Hasta nuestros días han sobrevivido solo 22 códices, porque la posibilidad del desarrollo del libro americano propio fue truncada justamente por la conquista española y por el exclusivo papel que tuvo la Iglesia Católica. Así, en la lucha por el poder y la hegemonía de la corona española y del catolicismo, muchos frailes como Diego de Landa (un pinche cabrón que ojalá arda en el cielo) quemarían, destruirían códices por fanatismo, incultura, poder y hegemonía religiosa. ¡Oh, cuán equivocados estaban!

En la Conquista el uso del invento de Gutenberg tuvo la misma importancia para la dominación de los indígenas que la utilización de las armas. Irónico resulta pensar que el libro en América haya comenzado siendo parte de un genocidio cultural y que su rol emancipador fuese una idea condenada desde antes de la entrada de la imprenta en México. El dominio de la Iglesia Católica, vía la corona, sobre el mundo del libro en América se ejerce no solo desde la censura a la circulación de cierto tipo de libros en 1506 mediante una disposición, y en 1531 y 1536 mediante reales cédulas, según Ernesto de la Torre Villar, sino que también desde el control de la publicación y de lo publicado desde el primer impreso mexicano: Breve y más compendiosa Doctrina christiana en lengua mexicana y castellana, impreso por Juan Pablos Lombardos en la imprenta de Juan Cromberger. Así la publicación de todo el material católico desde 1539 sirvió para la conversión, el adoctrinamiento, el sometimiento de los diversos pueblos indígenas, lo que implicaba fundamentalmente el abandono y el olvido de sus creencias. La neta: ¡cuánto daño ha hecho la Iglesia Católica en América!

Ser hoy editor en América implica cargar con esta historia de la cual sin duda no se quisiera ser cómplice ni activo ni pasivo, y que en el Cono Sur se ha convertido en solo una triste anécdota en la serie de tristes acontecimientos de la conquista de América. Ser hoy editor implica no olvidar que la práctica se ha construido sobre un cementerio lingüístico y, en un principio, al servicio de una colonización territorial, social, económica y cultural. Pero en México no todo está perdido, es decir, la Iglesia Católica falló en su propósito, pues las lenguas indígenas están presentes en la población urbana y rural, así como también existe literatura indígena publicada en proyectos (micro)editoriales independientes como Avión de Papel Editorial.
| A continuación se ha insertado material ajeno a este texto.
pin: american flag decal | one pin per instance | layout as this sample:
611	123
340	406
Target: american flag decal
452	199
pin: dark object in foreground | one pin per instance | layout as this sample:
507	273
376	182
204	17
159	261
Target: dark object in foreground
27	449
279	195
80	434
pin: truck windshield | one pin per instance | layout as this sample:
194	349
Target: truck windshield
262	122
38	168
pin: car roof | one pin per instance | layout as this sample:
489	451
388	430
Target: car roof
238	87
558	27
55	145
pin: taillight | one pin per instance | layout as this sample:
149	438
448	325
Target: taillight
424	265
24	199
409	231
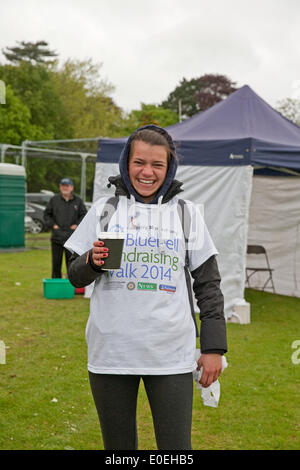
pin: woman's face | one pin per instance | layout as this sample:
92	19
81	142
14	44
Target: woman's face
147	169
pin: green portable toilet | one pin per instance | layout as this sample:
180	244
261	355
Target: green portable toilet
12	205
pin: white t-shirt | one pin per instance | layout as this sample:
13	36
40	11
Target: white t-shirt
140	320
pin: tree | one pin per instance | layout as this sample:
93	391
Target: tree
290	108
86	100
32	52
15	117
149	114
198	94
34	87
214	88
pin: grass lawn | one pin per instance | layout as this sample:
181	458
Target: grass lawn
45	399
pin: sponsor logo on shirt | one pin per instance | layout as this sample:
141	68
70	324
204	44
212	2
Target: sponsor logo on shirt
147	286
167	288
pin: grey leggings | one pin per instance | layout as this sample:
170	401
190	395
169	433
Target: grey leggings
171	401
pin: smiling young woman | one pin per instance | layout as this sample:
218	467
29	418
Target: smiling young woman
147	168
140	325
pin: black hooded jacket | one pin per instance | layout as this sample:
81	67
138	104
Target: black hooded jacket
206	284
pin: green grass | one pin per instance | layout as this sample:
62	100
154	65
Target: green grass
46	358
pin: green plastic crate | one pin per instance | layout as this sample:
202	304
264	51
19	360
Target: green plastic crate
58	289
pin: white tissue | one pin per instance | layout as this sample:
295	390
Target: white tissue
210	395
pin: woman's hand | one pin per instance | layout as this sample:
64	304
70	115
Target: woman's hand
99	251
212	368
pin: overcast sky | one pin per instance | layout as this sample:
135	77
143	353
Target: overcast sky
147	46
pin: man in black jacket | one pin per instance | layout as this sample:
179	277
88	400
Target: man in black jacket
63	213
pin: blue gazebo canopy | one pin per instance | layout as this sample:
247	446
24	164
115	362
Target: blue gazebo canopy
241	130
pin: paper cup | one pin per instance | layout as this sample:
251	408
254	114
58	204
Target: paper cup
114	241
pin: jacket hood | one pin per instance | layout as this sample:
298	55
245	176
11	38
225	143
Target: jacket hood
123	166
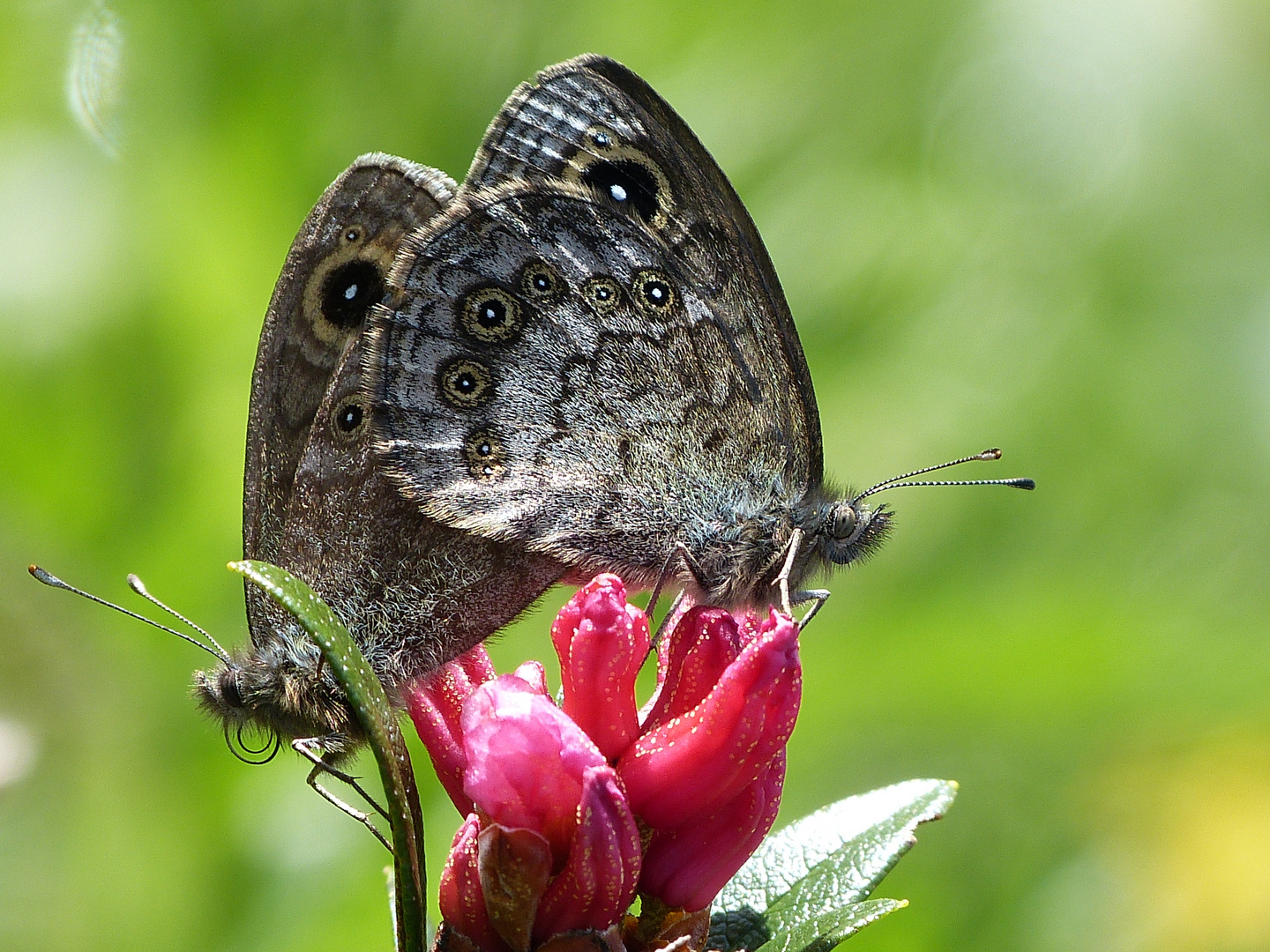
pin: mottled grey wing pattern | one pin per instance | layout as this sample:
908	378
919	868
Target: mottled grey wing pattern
347	244
602	432
600	429
413	591
592	121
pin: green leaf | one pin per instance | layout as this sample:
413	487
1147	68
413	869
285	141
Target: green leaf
371	706
825	932
811	874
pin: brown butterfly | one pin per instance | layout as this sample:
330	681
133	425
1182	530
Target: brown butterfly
412	591
588	354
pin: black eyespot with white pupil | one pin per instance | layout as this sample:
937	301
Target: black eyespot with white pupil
465	383
602	294
490	315
628	182
484	455
492	312
653	292
349	417
540	282
351	291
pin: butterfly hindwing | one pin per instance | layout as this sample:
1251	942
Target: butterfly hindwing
413	591
333	273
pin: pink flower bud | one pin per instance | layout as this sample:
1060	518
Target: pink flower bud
690	660
436	703
462	904
526	759
689	867
514	870
698	762
602	643
534	675
598	880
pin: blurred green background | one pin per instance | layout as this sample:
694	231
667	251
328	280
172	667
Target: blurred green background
1034	224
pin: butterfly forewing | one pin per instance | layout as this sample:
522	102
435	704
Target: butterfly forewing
620	405
594	122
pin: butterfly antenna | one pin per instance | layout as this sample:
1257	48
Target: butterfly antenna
140	588
903	480
54	582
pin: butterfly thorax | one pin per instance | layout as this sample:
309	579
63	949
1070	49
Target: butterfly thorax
739	556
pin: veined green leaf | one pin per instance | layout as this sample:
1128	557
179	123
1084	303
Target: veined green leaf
818	867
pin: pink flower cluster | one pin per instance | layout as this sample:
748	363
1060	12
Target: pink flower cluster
573	809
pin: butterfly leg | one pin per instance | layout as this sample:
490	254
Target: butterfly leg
818	597
686	562
309	747
782	577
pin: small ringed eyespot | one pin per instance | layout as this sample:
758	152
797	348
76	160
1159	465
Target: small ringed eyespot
349	417
490	315
465	383
484	453
349	291
602	294
653	292
539	280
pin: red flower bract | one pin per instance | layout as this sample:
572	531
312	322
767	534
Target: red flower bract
556	798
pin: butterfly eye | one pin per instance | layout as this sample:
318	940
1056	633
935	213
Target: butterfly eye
653	292
542	282
485	455
490	315
349	291
465	383
842	522
602	294
348	418
230	692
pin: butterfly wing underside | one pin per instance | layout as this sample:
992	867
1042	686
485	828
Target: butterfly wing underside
548	130
413	591
598	429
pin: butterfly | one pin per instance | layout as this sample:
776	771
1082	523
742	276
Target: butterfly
588	354
412	591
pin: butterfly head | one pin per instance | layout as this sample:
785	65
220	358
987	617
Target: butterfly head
276	691
845	531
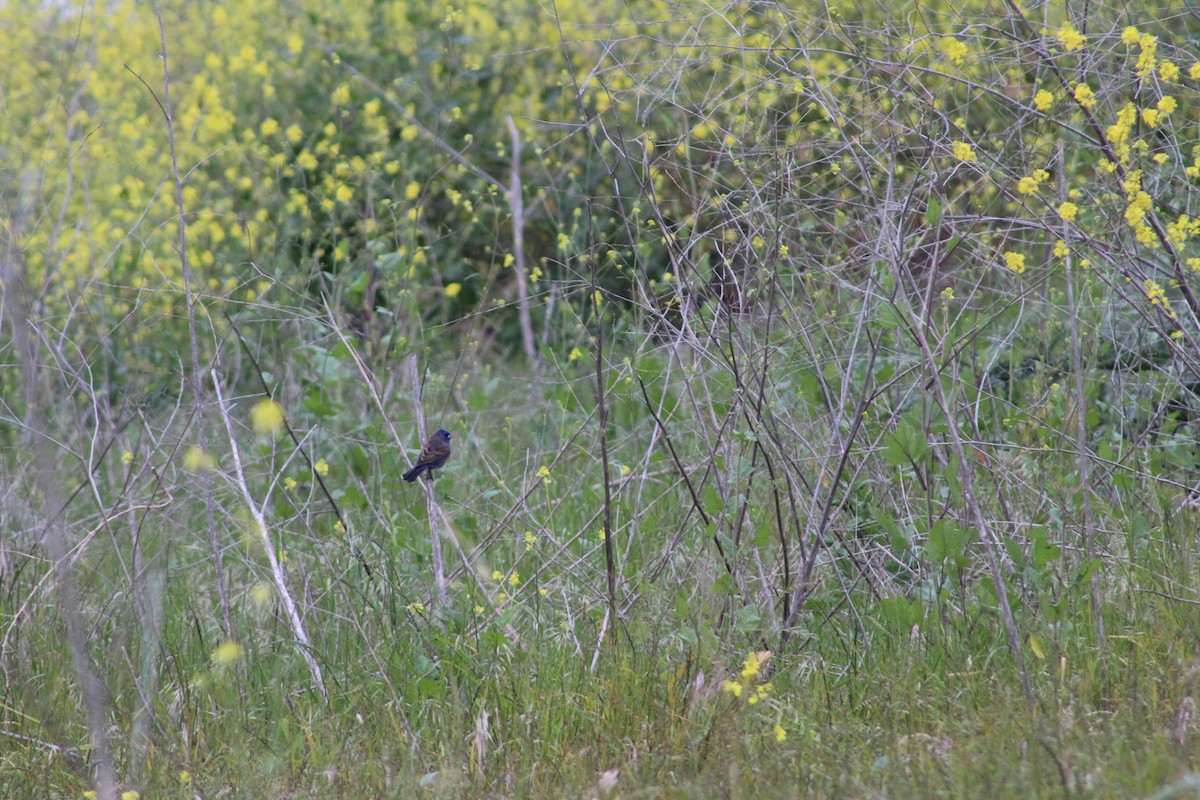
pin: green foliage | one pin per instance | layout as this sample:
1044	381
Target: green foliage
892	314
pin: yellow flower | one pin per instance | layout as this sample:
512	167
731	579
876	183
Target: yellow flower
1015	262
952	48
267	416
963	151
1071	37
227	653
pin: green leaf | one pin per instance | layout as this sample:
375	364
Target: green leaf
946	540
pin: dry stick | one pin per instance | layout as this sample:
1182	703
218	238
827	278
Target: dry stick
90	685
516	203
683	473
987	533
268	545
1081	452
304	453
439	573
603	414
197	394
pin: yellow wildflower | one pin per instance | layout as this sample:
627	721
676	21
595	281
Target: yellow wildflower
1071	37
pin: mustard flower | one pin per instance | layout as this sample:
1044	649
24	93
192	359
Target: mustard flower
227	653
963	151
265	416
1015	262
1071	37
953	49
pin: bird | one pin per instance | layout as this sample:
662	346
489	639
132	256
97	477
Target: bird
435	452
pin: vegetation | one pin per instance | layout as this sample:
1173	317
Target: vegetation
823	385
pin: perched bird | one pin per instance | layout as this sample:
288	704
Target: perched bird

Ahora bien, cabría preguntarse por la relación entre el mapuzungún, el aymara, el quechua, el kunza, el kakán, el español y la edición chilena para darnos cuenta de que la enfermedad es la misma. Pues bien, el remedio no está solo en la publicación de literatura indígena, lo cual es un paso importante, sino en la exigencia de reconocimiento constitucional para las lenguas indígenas como lenguas oficiales, lo que permitiría que aquellas lenguas sean parte del currículo obligatorio escolar, entendiendo que la importancia se limita a la comprensión interlingüística entre sujetos, sino que también se expande hacia la comprensión de la culturas indígenas como visión de mundo, lo que se percibe en su plenitud en el acervo idiomático que poseen.

Para concluir, la historia del libro en América comienza con la imposición forzada de una  institución colonial y religiosa, la que justificada por su prejuicios y con el poder y la fuerza de las armas y de las letras no solo sometió a una población diversa étnicamente, sino que destruyó material bibliográfico único. Es la Iglesia Católica la que abre el camino de la censura, de la destrucción de material impreso pre y pos hispánico en los territorios mesoamericanos, por tanto, es una historia marcada por una memoria negra, edificada sobre un genocidio cultural. La historia del libro en Chile no es más que el reflejo provinciano de aquella política religiosa cruel, la que se inicia en nuestro país con el Modo de ganar el Jubileo Santo, de 1776, y si no queremos que siga siendo aquello, los cinco mil cupos entregados por el Estado para el aprendizaje del mapuzungún es un avance, mas no la meta.